As a Ph.D. candidate studying green jays in Texas, Stokes kept an eye on social media where bird enthusiasts post photos of their sightings. This was one of his avenues for locating birds to trap, collect blood samples for genetic analysis, and then release them back into the wild. One day, he stumbled upon a blurry image of an unusual blue bird with a black mask and white chest, posted by a woman in a suburb northeast of San Antonio. It resembled a blue jay but was unmistakably different. She invited Stokes to see the bird in person.
“On the first day, we tried to catch it, but it was really evasive,” Stokes recalled. “However, we got lucky on the second day.”
The bird accidentally became ensnared in a mist net—a fine mesh setup that birds often overlook while flying. Stokes had previously caught and released several birds, but this particular one finally ended up in his net on the second day.
After quickly taking a blood sample, he banded the bird’s leg for future identification and released it. Interestingly, after vanishing for a couple of years, the bird returned to the woman’s yard in June 2025. The reasons for this peculiar return remain unclear.
“I have no idea what drew it back; it seemed like sheer luck,” he said. “If it had landed just two houses down, it probably would have gone unreported.”
Through analysis conducted by Stokes and his advisor, integrative biology professor Tim Keitt, it was confirmed that the bird is a male hybrid offspring of a green jay mother and a blue jay father.

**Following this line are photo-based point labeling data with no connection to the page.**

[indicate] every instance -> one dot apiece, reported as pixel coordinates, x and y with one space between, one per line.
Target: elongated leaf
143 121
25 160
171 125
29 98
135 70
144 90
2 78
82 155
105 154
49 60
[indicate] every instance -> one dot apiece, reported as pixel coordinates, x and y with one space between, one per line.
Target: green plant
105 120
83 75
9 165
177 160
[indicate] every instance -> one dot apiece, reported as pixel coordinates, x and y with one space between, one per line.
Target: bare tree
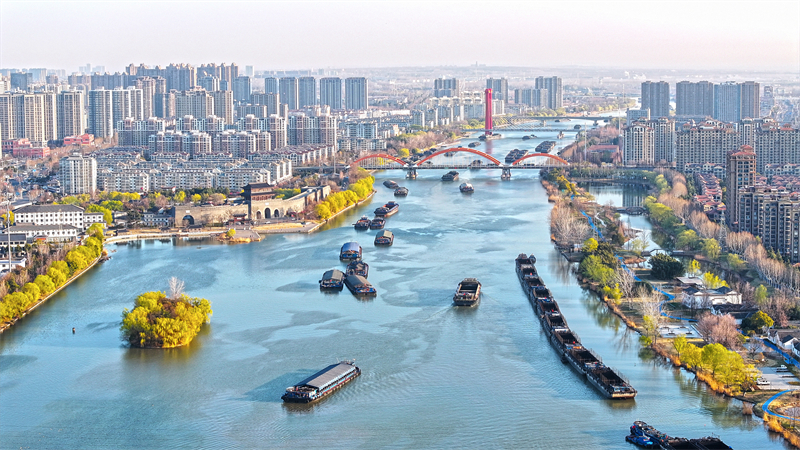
176 288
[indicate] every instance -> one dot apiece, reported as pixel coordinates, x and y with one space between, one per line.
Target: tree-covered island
159 320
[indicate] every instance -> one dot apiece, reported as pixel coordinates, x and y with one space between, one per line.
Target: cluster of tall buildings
105 104
727 102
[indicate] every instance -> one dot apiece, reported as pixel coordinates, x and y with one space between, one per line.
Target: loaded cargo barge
566 342
322 383
668 442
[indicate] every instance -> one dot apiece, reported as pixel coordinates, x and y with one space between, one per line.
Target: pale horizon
738 37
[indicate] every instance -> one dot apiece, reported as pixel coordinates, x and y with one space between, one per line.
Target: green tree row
160 322
725 366
13 305
340 200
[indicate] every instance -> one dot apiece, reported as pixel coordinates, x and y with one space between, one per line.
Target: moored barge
322 383
359 286
358 268
350 251
362 223
332 280
377 223
565 341
388 209
385 237
468 292
450 176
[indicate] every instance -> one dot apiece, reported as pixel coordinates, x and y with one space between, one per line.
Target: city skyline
744 35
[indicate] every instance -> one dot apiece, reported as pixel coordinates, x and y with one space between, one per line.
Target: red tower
488 124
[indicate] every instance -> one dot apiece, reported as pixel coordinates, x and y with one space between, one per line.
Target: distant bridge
459 158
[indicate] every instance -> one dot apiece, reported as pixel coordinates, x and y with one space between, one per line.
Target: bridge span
453 158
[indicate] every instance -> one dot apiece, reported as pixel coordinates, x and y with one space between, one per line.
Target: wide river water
434 376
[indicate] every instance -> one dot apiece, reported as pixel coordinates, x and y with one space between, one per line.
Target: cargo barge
359 286
322 383
358 268
362 223
450 176
388 209
468 292
332 280
565 341
668 442
350 251
385 238
377 223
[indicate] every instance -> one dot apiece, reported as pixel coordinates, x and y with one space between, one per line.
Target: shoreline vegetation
47 273
713 359
159 320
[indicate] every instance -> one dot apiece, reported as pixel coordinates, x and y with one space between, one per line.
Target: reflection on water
434 376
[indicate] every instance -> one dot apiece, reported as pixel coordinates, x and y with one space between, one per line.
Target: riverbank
6 325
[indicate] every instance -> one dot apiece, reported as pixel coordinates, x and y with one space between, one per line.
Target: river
434 376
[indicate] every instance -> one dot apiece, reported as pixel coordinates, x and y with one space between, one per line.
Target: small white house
705 298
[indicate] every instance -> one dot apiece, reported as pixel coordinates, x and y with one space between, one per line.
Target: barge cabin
362 223
332 280
322 383
468 292
450 176
377 223
359 286
351 251
388 209
358 268
385 237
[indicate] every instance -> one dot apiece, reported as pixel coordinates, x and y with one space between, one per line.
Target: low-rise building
705 298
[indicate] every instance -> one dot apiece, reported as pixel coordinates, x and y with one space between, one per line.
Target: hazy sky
731 35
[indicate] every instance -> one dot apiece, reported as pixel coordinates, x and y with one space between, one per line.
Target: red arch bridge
460 158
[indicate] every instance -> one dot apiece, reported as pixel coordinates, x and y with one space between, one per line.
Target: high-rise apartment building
101 114
223 105
288 91
270 100
555 91
706 142
195 102
356 93
330 92
639 143
446 87
306 91
728 102
148 87
78 174
655 97
241 88
271 85
694 99
663 139
740 173
499 87
71 106
535 98
751 100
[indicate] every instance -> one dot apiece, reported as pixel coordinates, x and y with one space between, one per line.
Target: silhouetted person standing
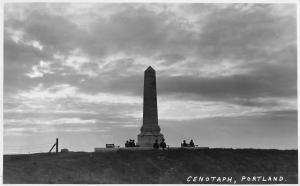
184 144
192 143
156 145
163 144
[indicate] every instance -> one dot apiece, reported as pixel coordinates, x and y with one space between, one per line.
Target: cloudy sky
226 74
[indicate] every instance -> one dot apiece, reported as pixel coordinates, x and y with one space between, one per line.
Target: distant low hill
150 166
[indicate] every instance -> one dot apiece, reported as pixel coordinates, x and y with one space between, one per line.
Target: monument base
147 139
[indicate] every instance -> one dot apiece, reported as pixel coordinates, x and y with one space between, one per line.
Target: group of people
184 144
130 143
162 144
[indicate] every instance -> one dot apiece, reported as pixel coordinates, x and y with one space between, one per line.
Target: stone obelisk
150 130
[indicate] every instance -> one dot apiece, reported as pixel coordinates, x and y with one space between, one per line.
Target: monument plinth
150 130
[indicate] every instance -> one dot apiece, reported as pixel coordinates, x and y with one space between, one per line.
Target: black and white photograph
150 93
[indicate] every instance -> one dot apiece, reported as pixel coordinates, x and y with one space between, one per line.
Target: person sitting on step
156 145
163 144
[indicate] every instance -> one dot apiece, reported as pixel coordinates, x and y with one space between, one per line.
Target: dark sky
226 74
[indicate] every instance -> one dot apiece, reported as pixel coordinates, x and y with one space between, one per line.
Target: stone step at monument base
147 139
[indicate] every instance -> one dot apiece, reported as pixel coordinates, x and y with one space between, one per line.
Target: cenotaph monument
150 131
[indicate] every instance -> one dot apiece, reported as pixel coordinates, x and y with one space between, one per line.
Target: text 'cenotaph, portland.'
150 130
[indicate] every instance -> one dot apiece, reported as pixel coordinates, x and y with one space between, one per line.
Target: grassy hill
173 166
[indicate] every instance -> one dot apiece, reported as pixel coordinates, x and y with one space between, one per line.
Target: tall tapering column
150 130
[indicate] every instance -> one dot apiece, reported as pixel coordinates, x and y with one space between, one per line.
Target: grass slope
149 166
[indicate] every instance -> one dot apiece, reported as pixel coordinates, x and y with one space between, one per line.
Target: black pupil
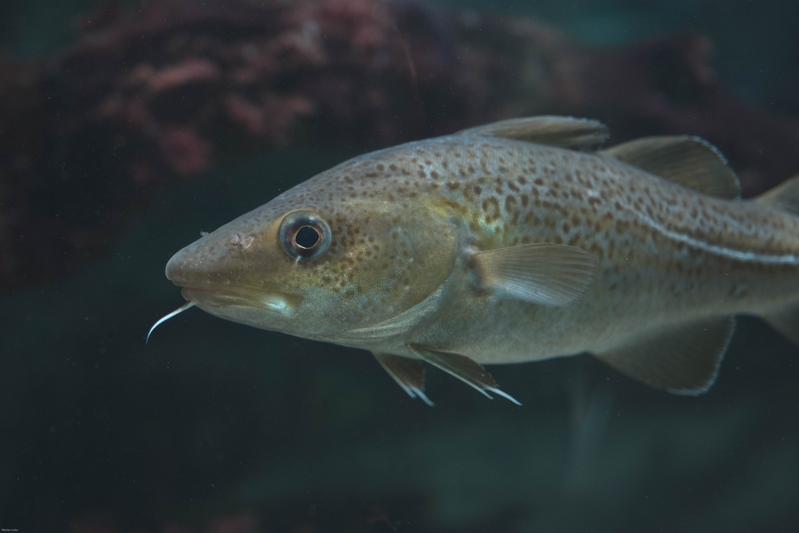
307 237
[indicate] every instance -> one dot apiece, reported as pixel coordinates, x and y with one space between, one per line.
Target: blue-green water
218 427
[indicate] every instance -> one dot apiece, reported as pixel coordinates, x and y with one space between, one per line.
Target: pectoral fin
548 274
566 132
408 373
681 359
464 369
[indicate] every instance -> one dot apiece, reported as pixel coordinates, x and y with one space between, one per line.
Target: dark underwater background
126 128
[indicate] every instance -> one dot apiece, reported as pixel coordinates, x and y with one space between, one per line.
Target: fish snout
177 269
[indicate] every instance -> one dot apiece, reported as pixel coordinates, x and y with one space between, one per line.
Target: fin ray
547 274
683 359
565 132
464 369
687 160
408 373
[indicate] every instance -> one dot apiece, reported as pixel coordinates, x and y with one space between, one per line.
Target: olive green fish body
504 244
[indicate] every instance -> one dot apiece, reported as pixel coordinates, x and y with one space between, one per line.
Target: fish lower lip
274 302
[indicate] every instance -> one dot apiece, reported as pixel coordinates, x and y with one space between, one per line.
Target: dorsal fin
689 161
566 132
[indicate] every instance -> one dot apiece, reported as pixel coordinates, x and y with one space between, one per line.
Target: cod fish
511 242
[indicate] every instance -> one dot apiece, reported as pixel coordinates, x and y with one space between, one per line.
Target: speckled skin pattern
404 221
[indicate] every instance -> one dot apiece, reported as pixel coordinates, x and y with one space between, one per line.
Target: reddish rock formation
159 93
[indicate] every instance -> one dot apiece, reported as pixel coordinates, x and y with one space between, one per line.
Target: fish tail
785 197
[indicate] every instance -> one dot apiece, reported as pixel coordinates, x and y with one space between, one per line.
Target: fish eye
304 235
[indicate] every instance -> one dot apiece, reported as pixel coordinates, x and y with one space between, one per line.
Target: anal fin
682 359
408 373
464 369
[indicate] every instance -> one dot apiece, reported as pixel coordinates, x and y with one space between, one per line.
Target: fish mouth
277 302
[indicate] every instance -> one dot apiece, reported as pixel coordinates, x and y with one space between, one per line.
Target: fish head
316 261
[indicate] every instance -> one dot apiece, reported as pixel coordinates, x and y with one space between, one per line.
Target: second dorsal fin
566 132
689 161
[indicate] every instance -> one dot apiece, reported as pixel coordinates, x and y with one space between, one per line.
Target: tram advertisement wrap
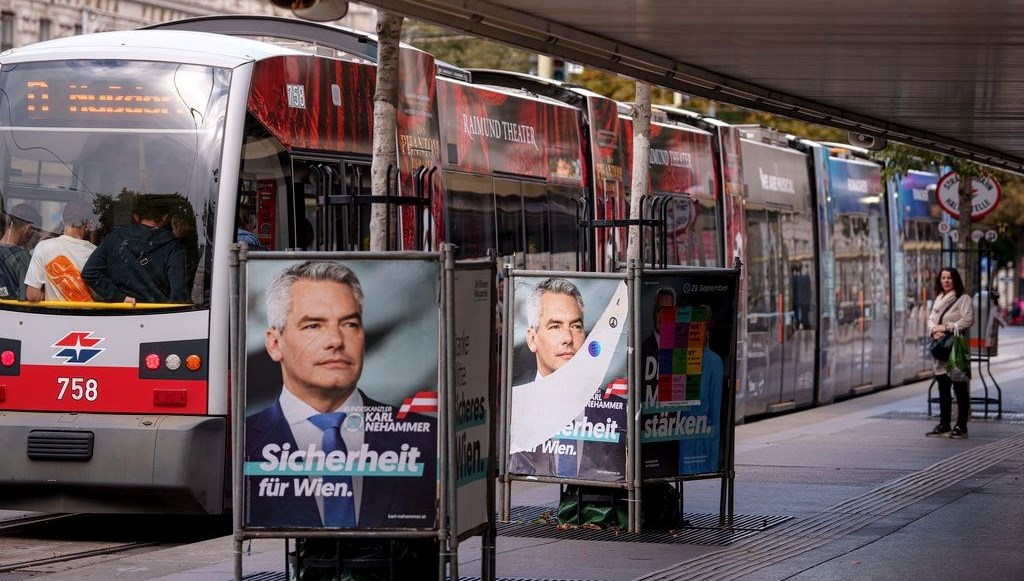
686 329
568 396
341 393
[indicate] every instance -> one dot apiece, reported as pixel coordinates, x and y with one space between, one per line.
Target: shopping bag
960 360
940 347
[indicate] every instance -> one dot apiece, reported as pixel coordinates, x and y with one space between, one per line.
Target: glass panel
535 197
137 142
561 212
508 216
470 214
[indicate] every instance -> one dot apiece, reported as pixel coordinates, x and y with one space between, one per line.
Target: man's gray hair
279 294
556 286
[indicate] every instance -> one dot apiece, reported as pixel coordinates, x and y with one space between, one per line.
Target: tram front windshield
139 142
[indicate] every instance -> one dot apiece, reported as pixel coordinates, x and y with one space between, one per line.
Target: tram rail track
49 543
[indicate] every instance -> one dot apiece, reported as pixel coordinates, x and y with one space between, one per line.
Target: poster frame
444 524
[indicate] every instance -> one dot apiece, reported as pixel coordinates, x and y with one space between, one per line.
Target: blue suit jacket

This finding is similar to another hybrid created in captivity by researchers in the 1970s, which looked like the bird Stokes and Keitt studied and is now preserved at the Fort Worth Museum of Science and History.
“Hybridization is likely much more common in nature than we realize because many are not observed,” Stokes noted. “It could occur frequently among species that are physically isolated from each other and don’t have the opportunity to mate.”
The research was made possible through a ConTex Collaborative Research Grant from the UT System, along with support from the Texas EcoLab Program and Planet Texas 2050, the University of Texas at Austin’s grand challenge initiative.
While the researchers chose not to name the hybrid bird, others like the “grolar bear” (polar bear-grizzly bear hybrid), “coywolf” (coyote-wolf hybrid), and “narluga” (narwhal-beluga whale hybrid) have received catchy nicknames.
Summary: Scientists at The University of Texas at Austin discovered a hybrid bird resulting from the mating of a green jay and a blue jay, highlighting how climate change is driving species expansion and hybridization. This rare bird was spotted in a San Antonio suburb and represents a significant finding in the study of vertebrate hybrids. The research suggests that hybridization may be more common in nature than previously thought.